I ask again: is that correct or incorrect? If it is not, why is it written in the JCHR report? If the Minister is going to tell me that the JCHR has got it wrong, please say so clearly now.
Before the noble Baroness responds, I add that I do not think that the noble Lord, Lord Rosser, is confused: I fear that the Minister is being mildly disingenuous with us. Can she confirm that there is a difference in the intended treatment of group 1 and group 2 refugees as concerns family reunion? Otherwise, what is the point of Clause 11(6):
“The Secretary of State or an immigration officer may … treat the family members of Group 1 and Group 2 refugees differently, for example in respect of … whether to give the person leave to enter or remain”

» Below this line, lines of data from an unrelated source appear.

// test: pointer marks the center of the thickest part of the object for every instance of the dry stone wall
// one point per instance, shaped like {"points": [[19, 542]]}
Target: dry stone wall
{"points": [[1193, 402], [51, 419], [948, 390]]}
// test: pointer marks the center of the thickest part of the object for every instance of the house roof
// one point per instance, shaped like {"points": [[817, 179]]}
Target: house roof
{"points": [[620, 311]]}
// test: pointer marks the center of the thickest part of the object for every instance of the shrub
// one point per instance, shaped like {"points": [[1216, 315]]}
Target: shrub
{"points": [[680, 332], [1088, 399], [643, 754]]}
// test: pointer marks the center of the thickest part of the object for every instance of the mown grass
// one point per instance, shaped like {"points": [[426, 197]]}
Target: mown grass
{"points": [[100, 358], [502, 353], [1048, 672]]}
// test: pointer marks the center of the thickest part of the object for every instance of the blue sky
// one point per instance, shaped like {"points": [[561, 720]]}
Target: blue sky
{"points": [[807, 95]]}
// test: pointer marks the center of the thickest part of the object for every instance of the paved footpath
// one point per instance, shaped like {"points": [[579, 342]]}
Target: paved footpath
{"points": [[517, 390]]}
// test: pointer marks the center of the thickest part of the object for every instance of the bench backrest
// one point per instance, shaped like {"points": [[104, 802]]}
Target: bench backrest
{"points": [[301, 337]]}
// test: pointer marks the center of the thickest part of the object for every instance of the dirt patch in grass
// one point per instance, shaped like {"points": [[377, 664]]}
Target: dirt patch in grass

et cetera? What is the point of this being in the Bill if there is no intention to treat group 2 refugees differently? The Minister told us about how this will not breach the refugee convention and so on. I asked specifically about the comments on Article 8, and I look forward to her replying specifically on that. But can she confirm whether their intention is to treat group 1 and group 2 refugees differently in terms of rights to family reunion?
May I just add to that? Clause 11(5) says:
“The Secretary of State or an immigration officer may treat Group 1 and Group 2 refugees differently, for example in respect of … whether leave to enter or remain is given to members of the refugee’s family.”